Pura, JA; Li, X; Chan, C; Xie, J

Abstract

In immunology studies, flow cytometry is a commonly used multivariate single-cell assay. One key goal in flow cytometry analysis is to detect the immune cells responsive to certain stimuli. Statistically, this problem can be translated into comparing two protein expression probability density functions (PDFs) before and after the stimulus; the goal is to pinpoint the regions where these two PDFs differ. Further screening of these differential regions can be performed to identify enriched sets of responsive cells.
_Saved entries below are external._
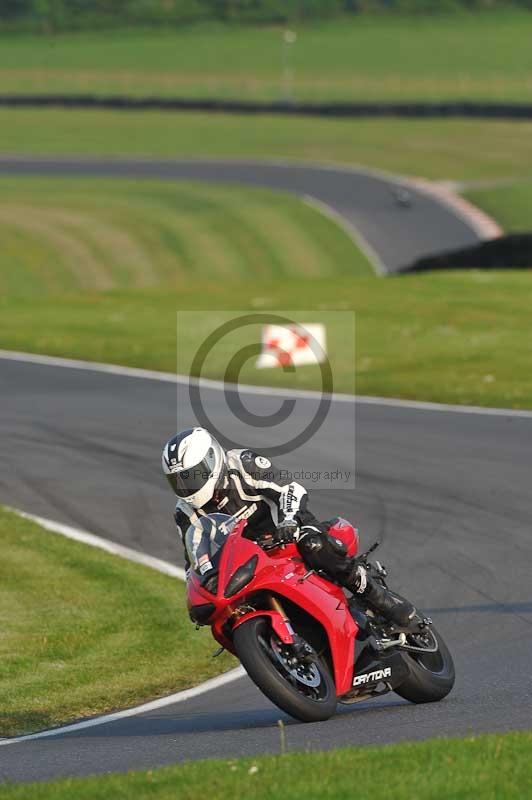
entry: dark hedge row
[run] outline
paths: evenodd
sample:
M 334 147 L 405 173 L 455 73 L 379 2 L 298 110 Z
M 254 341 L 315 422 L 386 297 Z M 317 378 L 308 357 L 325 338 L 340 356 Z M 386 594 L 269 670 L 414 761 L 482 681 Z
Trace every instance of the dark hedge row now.
M 494 6 L 532 9 L 532 0 L 0 0 L 0 28 L 60 31 L 205 19 L 282 23 L 375 11 L 442 13 Z
M 532 233 L 510 233 L 472 247 L 426 256 L 402 272 L 441 269 L 532 269 Z
M 127 97 L 94 94 L 0 94 L 1 107 L 111 108 L 116 111 L 209 111 L 221 114 L 289 114 L 301 117 L 473 117 L 532 119 L 532 103 L 298 103 L 261 100 L 194 99 L 190 97 Z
In this paper we model identifying differential density regions as a multiple testing problem. First, we partition the sample space into small bins. In each bin we form a hypothesis to test the existence of differential PDFs. Second, we develop a novel multiple testing method, called TEAM (testing on the aggregation tree method), to identify those bins that harbor differential PDFs while controlling the false discovery rate (FDR) under the desired level. TEAM embeds the testing procedure into an aggregation tree to test from fine-to coarse-resolution. The procedure achieves the statistical goal of pinpointing density differences to the smallest possible regions. TEAM is computationally efficient, capable of analyzing large flow cytometry data sets in much shorter time compared with competing methods. We applied TEAM and competing methods on a flow cytometry data set to identify T cells responsive to the cytomegalovirus (CMV)-pp65 antigen stimulation. With additional downstream screening, TEAM successfully identified enriched sets containing monofunctional, bifunctional, and polyfunctional T cells. Competing methods either did not finish in a reasonable time frame or provided less interpretable results. Numerical simulations and theoretical justifications demonstrate that TEAM has asymptotically valid, powerful, and robust performance. Overall, TEAM is a computationally efficient and statistically powerful algorithm that can yield meaningful biological insights in flow cytometry studies.